The cybersecurity market continues to face new challenges with the fast emergence and adoption of AI-powered tools and software by businesses and organizations as they move to cloud services and hybrid working environments, which in turn has expanded their threat landscape and attack surface.

All this has created an explosion of identities as people, whether they are employees, third-party users, or customers, use many devices to connect to a network. In parallel, the digital transformation and the ongoing migration to cloud services have led to an increase in the use of non-human applications or identities, such as machines, bots, and workloads.

CyberArk founder and executive chairman Udi Mokady described the deal as a “profound moment” in the firm’s history.

“Joining forces with Palo Alto Networks is a powerful next chapter, built on shared values and a deep commitment to solving the toughest identity challenges,” said Mokady. “Together, we’ll bring unmatched expertise across human and machine identities, privileged access, and AI-driven innovation to secure what’s next.”

Demi Ben-Ari, chief strategy officer of cybersecurity company Panorays. (Courtesy)

“This is more than a combination of technologies—it’s an acceleration of the mission we began over two decades ago,” he remarked.

Founded in 1999, CyberArk has more than 4,000 employees globally, of which about 1,200 work at the firm’s headquarters in Petah Tikva and R&D center in the southern city of Beersheba. All of CyberArk employees are expected to be maintained and will continue to work in Israel following the completion of the acquisition.

“Palo Alto has over the years been acquiring solutions that they can apply to a large customer base, and they have proven that thesis,” said Ben-Ari. “They are creating suites, but it came out of network, expanded to cloud, expanded to security operations, which are big pillars in the cybersecurity space, and what they are now missing is identity, and Cyberark is one of the biggest identity suites in the world.”

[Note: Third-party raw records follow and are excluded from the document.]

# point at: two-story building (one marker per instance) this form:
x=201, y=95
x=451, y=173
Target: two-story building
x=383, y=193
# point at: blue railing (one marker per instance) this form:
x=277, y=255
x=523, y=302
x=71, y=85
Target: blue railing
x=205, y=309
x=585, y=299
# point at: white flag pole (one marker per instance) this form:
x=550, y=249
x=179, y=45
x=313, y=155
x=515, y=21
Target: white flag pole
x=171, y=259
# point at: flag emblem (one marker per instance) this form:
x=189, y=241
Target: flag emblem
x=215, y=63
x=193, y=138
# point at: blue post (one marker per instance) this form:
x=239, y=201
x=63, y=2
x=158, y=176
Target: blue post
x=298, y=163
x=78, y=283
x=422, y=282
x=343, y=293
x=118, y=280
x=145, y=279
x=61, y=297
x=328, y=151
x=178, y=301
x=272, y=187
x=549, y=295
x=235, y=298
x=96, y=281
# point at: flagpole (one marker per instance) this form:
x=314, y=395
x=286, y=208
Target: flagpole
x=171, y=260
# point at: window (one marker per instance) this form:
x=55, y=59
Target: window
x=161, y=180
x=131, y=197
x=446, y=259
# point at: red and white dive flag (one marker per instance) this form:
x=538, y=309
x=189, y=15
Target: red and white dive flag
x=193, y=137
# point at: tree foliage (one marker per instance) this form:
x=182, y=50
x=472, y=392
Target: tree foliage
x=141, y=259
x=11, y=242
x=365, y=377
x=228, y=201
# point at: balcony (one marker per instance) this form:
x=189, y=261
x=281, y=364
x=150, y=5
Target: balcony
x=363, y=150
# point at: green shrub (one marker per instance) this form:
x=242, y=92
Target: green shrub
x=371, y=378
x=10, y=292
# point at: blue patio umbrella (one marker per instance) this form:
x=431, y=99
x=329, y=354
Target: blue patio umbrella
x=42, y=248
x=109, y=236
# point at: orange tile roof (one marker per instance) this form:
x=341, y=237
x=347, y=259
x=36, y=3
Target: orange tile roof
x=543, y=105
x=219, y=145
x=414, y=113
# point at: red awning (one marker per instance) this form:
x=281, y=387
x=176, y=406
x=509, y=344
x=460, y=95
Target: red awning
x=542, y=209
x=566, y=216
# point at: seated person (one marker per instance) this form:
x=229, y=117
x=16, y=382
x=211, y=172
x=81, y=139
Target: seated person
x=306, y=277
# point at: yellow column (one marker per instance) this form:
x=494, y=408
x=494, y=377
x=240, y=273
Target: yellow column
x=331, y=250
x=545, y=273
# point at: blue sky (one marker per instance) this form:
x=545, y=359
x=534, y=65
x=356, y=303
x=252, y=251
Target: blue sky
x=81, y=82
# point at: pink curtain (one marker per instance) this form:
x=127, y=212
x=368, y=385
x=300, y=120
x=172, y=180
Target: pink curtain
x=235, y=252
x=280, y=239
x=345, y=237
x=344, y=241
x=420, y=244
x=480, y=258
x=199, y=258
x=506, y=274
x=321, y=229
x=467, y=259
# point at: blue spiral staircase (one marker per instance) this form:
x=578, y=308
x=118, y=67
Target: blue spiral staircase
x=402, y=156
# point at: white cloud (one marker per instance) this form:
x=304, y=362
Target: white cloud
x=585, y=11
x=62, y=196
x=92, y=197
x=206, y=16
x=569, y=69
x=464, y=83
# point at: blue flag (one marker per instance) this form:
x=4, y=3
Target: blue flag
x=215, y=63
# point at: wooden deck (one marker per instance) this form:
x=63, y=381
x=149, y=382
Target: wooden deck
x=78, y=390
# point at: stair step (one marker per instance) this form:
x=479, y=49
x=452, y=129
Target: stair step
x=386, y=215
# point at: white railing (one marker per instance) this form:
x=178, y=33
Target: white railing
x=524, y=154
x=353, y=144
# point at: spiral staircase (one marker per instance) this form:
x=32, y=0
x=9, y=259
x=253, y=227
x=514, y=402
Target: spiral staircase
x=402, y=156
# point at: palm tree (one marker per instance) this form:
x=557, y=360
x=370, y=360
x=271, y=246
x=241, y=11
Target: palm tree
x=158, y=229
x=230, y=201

Over the past decade, Palo Alto has invested more than $1.5 billion in acquiring smaller startups in Israel and views the country as a key hub for its growth. During the first month after war broke out with the Hamas terror group on October 7, 2023, Palo Alto bought Israel’s Talon Cyber Security for about $600 million, and local startup Dig Security, a developer of a platform to secure data across public clouds, for about $400 million.

The cybersecurity giant acquired Cyvera for $200 million in 2014; LightCyber for $130 million in 2017; CyberCubes and Secdo in 2018; and Twistlock ($410 million), PureSec, and Demisto ($560 million) in 2019, according to data compiled by Start-Up Nation Central.